“We must find time to stop and thank the people who make a difference in our lives.”
John F. Kennedy
In order not to dwell on my last encounter with a grumpy hunter I have decided to honor some fellows that helped me and others along the Divide. Their kindness and action have made this trip exceptional. We call these folks trail angels. Usually you don’t notice them, but in moments of need they magically appear.
I met Greg on my first day of riding. I was still a greenhorn then. Out of logistic reasons I had decided to park my van in Canmore, incidentally at a car dealership, but that’s another story.
If you have ever been to Canmore you may be familiar with the steep, dusty gravel road that goes up to Spray Lake. It’s a beast.

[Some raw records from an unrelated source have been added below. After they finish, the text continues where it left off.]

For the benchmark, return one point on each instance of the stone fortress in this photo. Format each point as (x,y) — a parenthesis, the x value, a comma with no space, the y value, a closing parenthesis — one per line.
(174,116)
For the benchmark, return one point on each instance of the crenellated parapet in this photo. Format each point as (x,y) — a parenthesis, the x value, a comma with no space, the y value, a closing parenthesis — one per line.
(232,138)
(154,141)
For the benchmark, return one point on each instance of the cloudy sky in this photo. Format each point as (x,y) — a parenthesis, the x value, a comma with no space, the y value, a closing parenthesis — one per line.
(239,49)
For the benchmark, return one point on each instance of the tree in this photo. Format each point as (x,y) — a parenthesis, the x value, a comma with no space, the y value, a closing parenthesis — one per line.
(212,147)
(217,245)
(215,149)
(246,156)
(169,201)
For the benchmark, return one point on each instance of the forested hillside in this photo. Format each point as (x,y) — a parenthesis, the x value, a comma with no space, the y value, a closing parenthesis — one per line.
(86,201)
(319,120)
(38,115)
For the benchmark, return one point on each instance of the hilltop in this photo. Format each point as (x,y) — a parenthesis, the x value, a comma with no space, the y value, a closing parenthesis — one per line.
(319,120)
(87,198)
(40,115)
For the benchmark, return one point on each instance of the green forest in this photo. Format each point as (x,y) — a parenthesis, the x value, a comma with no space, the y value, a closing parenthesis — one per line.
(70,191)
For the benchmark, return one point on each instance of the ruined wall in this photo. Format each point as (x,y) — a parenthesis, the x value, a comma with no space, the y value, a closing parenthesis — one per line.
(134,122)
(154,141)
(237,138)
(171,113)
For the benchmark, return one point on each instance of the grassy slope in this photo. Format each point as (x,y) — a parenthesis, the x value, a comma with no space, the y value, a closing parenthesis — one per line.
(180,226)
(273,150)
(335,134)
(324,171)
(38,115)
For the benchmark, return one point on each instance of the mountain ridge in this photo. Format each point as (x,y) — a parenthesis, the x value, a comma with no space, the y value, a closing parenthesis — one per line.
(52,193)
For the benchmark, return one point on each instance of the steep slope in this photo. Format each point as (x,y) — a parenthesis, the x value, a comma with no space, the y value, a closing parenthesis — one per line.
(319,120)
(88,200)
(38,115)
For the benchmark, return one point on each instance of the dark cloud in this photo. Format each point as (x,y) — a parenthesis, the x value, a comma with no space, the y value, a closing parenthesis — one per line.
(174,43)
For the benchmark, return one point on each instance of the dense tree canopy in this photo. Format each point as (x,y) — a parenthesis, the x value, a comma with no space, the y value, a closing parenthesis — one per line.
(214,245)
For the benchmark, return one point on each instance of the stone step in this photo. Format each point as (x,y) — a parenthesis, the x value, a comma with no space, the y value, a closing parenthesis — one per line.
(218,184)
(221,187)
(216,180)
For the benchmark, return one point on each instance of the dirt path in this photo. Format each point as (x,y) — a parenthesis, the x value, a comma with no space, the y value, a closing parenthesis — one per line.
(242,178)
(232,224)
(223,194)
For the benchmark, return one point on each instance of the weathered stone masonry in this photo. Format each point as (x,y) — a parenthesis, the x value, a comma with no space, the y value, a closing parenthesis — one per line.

Well, the day I started my adventure we also had massive smoke and ash falling from the sky, which did not lend itself to a healthy riding experience. The road was so steep that I had to push the bike. Remember, this is day one. My legs are out of shape, the bike is fully loaded and I have no clue how to ride gravel roads on a recumbent with skinny tires. I have a handkerchief in front of my nose, cars are zooming by, dust and smoke make for an eerie atmosphere.
Out of the gray plume comes a red pickup truck. The truck is going downhill while I am struggling uphill. At the next pullout the truck comes to a stop. A few moments later I hear a voice:
“You need a lift?”
I stop and begin to think. Slowly. This is day one. I want to ride 2700 miles and I catch a ride at mile 3? Then again, I rode this part already yesterday on my mountain bike. There is no need for misguided pride here. And the conditions are really awful.
I accept. On the short ride up I learn that Greg is visiting the area and owns a bike ship in Saskatoon. Aha. He can relate to fellow bikers. Nevertheless it takes a special kind of consideration to stop what you are doing and reach out to a complete stranger. That’s what trail angels do.